Augsburg Logo


Main | Course Syllabus | Internet Lessons | Supplementary Readings | Other Course Documents
FAQ | WWW Starting Points | HTML Resources | ISTE Standards

Searching the Internet

This lesson will discuss various strategies and tools for searching the Internet. This is a crowded field, with exotic names such as AltaVista, Lycos, Dogpile, infoSeek, Google, and Excite, to name a few. Hopefully this lesson will give you a flavor of the myriad of tools (usually called "search engines") and strategies available for searching the Internet. We will start with basics of searching.

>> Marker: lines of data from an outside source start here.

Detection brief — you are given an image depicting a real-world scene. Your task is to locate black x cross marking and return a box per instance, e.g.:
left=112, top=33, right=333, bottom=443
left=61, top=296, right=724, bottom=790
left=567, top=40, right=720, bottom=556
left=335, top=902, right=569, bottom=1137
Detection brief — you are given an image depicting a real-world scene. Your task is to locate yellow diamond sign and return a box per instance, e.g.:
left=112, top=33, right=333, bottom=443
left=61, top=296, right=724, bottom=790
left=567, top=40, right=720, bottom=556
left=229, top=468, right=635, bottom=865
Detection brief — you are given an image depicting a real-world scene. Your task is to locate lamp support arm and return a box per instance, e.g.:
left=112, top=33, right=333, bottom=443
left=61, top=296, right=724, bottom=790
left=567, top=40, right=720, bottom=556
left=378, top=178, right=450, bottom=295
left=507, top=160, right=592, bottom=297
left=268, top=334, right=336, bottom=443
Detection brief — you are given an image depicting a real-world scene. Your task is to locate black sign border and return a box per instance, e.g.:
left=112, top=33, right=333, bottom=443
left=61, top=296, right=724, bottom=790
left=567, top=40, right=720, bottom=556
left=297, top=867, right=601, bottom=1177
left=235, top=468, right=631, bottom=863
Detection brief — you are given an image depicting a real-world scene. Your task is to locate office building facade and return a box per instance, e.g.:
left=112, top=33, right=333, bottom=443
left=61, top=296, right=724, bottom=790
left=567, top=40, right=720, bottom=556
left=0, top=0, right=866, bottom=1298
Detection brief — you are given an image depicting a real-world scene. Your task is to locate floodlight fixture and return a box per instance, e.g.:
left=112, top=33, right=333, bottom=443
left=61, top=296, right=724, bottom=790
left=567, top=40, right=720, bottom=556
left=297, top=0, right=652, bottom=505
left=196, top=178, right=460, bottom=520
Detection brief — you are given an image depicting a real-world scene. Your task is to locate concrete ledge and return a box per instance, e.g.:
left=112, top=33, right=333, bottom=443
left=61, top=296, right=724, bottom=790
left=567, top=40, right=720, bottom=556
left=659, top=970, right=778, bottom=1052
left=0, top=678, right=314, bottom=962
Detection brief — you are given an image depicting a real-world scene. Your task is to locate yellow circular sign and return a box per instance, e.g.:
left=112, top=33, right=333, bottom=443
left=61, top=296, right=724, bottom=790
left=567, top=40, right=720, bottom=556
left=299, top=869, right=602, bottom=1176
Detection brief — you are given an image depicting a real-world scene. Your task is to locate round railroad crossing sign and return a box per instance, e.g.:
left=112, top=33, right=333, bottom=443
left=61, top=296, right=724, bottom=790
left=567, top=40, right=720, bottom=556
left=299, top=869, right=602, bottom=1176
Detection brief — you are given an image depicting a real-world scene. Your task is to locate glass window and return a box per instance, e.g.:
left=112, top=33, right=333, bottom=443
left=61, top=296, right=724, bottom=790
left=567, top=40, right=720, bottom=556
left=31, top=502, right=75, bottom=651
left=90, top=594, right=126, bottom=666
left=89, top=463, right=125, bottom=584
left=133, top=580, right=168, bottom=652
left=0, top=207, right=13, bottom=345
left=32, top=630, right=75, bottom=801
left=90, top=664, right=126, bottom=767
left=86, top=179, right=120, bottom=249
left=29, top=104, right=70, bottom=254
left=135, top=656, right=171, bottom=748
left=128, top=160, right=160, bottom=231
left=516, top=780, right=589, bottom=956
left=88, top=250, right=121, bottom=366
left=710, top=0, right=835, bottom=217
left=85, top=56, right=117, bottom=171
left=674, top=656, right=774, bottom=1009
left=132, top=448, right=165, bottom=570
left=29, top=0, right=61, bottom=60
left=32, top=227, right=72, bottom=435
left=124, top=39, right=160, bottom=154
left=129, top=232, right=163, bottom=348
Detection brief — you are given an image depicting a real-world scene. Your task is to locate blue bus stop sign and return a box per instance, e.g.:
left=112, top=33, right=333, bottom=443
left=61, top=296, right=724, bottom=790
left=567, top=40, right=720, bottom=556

Searching the World Wide Web, Usenet, and More: Some General Tips for Searching

First, search engines typically use Boolean logical operators to do their searching. Basically, this means that you can use specific words to set up a fairly sophisticated search that can be precisely defined. Search engines recognize the operators "and," "not," "or," and parentheses. I'll explain each of these briefly below:

And - this allows you to search for items or directories that include two or more terms of interest. Both terms will have to be in the document or directory title to be included in your search results. An example of an "and" search is the following:

Words to search for: utah and weather

(Note: Most search engines will assume an "and" if you do not place an operator between the two words - "utah weather" will return the same search results).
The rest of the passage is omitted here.